Technologie des capteurs et COVM
Les moisissures produisent des composés organiques volatils (COVM). Un indicateur typique est le 1-octène-3-ol, qui est responsable de l'odeur caractéristique de moisi et de champignon [LGA 3.2]. Si votre salle de culture sent le sous-sol humide, une extrême prudence est conseillée, même si aucune infestation n'est encore visible.

Stratégies de prévention : rendre la salle de culture résistante aux moisissures
La prévention des moisissures est une combinaison de contrôle climatique et d'hygiène [Guide UBA].
Concept de ventilation selon la norme WTA
Un changement d'air efficace est le moyen le plus efficace d'éliminer l'humidité [UBA 4.2].
- Éviter les zones mortes : Utilisez des ventilateurs oscillants pour éviter les masses d'air stagnantes. L'humidité s'accumule particulièrement dans les coins et derrière un feuillage dense [WTA 4-12, chap. 3.1.3].
- Déshumidification : En fin de floraison, le RLF doit être maintenu en dessous de 50 %. Utilisez des déshumidificateurs professionnels, car les systèmes de climatisation ne contrôlent souvent pas assez précisément.
Hygiène et quarantaine
La contamination provient souvent du producteur lui-même. Les spores adhèrent aux vêtements et à la peau [LGA 1.2.2].
- Changez de vêtements avant d'entrer dans la salle de culture.
- Enlevez immédiatement les matières végétales mortes, car elles constituent un terrain fertile idéal pour les saprophytes [LGA 3.1].
- Nettoyez soigneusement votre équipement avec de l'isopropanol à 70 % [UBA 6.2.1] après chaque analyse.
Questions fréquemment posées (FAQ)
Pouvez-vous conserver le cannabis moisi en le chauffant (en le cuisant) ?
Non. De nombreuses mycotoxines, telles que les aflatoxines, sont thermostables et ne sont pas détruites par les températures normales de cuisson. De plus, les composants des spores allergènes restent actifs.
Quelle est la différence entre le mildiou et les trichomes ?
Les trichomes font partie de l'anatomie végétale, ont une structure claire (tige/tête) et des paillettes. L'oïdium est une couche blanche et terne qui ressemble à du sucre en poudre et recouvre la structure des feuilles.

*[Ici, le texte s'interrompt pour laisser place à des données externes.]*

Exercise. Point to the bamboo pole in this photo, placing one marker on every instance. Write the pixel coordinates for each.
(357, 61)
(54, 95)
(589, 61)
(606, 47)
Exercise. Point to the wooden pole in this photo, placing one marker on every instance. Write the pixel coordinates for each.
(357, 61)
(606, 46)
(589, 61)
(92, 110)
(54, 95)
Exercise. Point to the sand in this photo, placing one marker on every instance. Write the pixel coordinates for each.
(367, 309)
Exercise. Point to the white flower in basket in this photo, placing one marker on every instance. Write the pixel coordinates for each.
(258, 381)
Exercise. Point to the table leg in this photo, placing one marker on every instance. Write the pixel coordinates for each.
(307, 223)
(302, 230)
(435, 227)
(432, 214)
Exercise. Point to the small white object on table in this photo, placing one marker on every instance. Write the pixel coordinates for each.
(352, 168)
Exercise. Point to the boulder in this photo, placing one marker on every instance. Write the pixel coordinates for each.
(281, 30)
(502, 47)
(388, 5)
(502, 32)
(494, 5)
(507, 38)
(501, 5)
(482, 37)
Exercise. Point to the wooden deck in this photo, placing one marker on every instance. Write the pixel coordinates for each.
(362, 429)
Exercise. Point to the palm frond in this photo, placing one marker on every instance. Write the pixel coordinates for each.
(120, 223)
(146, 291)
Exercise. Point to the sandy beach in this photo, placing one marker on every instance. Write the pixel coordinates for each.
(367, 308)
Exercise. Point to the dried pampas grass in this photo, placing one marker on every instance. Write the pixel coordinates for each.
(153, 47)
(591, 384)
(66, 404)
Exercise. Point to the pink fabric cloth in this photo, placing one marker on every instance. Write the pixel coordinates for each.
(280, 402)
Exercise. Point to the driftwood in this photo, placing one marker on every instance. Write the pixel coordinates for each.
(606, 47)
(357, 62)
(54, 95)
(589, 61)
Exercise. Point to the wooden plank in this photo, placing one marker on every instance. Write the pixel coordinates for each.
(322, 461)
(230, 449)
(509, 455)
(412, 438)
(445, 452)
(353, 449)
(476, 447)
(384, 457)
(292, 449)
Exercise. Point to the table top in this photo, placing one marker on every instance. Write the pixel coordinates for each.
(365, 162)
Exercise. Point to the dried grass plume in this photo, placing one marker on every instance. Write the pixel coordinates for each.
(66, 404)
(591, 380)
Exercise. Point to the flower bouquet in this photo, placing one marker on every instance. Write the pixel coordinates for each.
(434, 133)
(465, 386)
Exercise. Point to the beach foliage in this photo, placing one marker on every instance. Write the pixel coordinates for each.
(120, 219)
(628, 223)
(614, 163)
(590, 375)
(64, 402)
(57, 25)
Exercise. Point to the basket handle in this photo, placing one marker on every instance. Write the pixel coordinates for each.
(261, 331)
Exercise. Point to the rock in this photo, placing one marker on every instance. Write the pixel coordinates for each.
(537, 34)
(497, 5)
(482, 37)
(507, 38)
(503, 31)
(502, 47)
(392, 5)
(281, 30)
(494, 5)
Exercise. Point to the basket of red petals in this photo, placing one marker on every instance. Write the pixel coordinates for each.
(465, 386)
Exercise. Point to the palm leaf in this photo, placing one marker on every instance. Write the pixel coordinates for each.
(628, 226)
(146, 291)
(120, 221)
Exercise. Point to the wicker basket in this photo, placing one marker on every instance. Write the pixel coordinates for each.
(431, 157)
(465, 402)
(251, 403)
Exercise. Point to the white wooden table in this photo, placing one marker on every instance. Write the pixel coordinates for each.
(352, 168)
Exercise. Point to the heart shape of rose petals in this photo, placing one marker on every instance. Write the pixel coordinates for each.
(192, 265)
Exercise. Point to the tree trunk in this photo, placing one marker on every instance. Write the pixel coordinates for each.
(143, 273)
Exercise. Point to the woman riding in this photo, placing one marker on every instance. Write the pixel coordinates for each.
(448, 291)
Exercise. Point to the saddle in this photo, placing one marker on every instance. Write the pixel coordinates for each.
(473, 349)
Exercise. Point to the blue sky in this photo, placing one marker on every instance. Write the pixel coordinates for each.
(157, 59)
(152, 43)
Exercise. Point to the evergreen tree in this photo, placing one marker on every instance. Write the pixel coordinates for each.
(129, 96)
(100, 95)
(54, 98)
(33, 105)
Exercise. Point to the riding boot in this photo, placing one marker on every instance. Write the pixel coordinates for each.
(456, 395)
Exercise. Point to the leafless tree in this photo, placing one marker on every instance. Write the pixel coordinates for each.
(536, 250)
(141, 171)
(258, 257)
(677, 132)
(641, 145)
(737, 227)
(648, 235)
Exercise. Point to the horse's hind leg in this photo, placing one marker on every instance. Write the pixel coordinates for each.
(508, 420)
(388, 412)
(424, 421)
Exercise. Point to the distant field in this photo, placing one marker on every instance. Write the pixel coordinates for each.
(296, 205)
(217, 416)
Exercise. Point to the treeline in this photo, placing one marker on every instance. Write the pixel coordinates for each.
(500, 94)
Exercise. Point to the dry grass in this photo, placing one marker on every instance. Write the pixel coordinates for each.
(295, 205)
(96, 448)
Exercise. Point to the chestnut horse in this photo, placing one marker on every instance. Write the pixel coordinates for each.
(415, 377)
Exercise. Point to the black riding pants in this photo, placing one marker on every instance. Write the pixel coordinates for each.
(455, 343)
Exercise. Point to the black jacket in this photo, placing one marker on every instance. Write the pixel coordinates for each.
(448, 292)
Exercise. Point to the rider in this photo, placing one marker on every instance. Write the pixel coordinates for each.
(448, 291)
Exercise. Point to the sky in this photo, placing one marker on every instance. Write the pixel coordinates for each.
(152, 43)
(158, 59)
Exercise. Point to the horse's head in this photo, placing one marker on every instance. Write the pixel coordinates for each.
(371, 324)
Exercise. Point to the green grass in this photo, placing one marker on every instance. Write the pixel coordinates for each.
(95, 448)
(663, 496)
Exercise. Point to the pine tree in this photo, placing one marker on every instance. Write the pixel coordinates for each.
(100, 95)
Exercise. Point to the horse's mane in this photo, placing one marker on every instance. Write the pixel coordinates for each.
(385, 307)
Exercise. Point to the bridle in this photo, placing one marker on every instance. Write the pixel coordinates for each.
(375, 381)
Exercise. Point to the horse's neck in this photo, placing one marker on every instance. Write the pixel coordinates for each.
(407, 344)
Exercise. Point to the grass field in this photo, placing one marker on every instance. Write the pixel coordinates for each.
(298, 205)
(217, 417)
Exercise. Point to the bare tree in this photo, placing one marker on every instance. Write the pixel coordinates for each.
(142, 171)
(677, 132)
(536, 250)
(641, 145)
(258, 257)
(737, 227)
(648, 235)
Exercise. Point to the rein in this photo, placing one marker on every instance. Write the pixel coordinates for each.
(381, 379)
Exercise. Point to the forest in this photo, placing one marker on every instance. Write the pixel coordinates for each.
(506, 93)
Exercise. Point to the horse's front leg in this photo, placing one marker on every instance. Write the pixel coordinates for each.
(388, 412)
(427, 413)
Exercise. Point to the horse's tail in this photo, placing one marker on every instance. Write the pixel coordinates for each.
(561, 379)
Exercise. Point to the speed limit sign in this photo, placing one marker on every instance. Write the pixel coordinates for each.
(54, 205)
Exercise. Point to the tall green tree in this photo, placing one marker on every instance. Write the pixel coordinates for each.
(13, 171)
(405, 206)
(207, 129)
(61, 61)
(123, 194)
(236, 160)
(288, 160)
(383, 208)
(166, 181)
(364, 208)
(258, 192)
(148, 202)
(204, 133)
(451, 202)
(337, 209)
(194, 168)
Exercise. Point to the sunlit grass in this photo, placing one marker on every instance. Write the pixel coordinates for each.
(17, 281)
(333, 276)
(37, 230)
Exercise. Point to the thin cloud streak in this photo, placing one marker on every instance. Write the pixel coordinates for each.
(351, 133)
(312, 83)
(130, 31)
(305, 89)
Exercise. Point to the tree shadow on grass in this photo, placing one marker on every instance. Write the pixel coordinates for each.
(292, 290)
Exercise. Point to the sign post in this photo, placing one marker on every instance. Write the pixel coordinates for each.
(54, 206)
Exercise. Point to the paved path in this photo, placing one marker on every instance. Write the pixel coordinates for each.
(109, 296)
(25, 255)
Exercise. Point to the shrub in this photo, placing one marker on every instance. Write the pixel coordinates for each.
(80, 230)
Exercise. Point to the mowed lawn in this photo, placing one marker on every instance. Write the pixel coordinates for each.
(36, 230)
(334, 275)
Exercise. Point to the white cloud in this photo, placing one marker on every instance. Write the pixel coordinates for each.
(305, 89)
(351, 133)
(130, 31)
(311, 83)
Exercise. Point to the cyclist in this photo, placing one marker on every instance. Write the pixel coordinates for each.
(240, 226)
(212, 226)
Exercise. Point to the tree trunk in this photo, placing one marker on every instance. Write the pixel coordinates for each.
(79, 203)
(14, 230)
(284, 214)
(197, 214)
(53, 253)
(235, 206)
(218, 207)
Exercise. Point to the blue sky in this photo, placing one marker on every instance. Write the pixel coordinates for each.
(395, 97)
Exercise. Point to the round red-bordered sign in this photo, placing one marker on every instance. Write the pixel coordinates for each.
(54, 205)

La lumière UV aide-t-elle à lutter contre la moisissure dans la salle de culture ?
La lumière UV-C peut tuer les spores sur les surfaces, mais n'atteint pas l'intérieur des têtes. De plus, de nombreuses moisissures se protègent des rayons UV grâce aux dépôts de mélanine.
Pourquoi la moisissure n'apparaît-elle souvent que pendant le séchage ?
Pendant le séchage, le pouvoir de défense de la plante diminue. Si l'humidité dans la salle de séchage est trop élevée (>60 %) ou si les bourgeons pendent trop près, des conditions idéales pour les champignons de stockage apparaissent.
Conclusion
Identifier et éviter les moisissures du cannabis est une compétence essentielle pour tout cultivateur. Les bases scientifiques de l’hygrothermie montrent clairement qu’il ne suffit pas de contrôler l’air ambiant. Il faut comprendre le microclimat de l’usine et l’optimiser grâce à un flux d’air et une hygiène ciblés. Dès que de la moisissure devient visible, la plante affectée doit être éliminée pour des raisons sanitaires. Il est préférable d'investir dans une technologie de mesure de haute qualité et un système de ventilation solide pour sécuriser votre récolte à long terme.
Liste des sources
- Office national de la santé du Bade-Wurtemberg (LGA) : Moules dans les zones intérieures - détection, évaluation, gestion de la qualité, 2004.
- Fiche d'information WTA 6-3 : Prévision informatique du risque de croissance de moisissures, édition 12.2023.
- Agence fédérale de l'environnement (UBA) : Lignes directrices pour la prévention, la détection et l'élimination des infestations de moisissures dans les bâtiments, 2017.
- Institut Robert Koch (RKI) : Contamination par les moisissures dans les zones intérieures - résultats, évaluation sanitaire et mesures, Journal officiel de la santé publique 2007.
- TRBA 460 : Classification des champignons en groupes à risque, Comité des agents biologiques, 2016.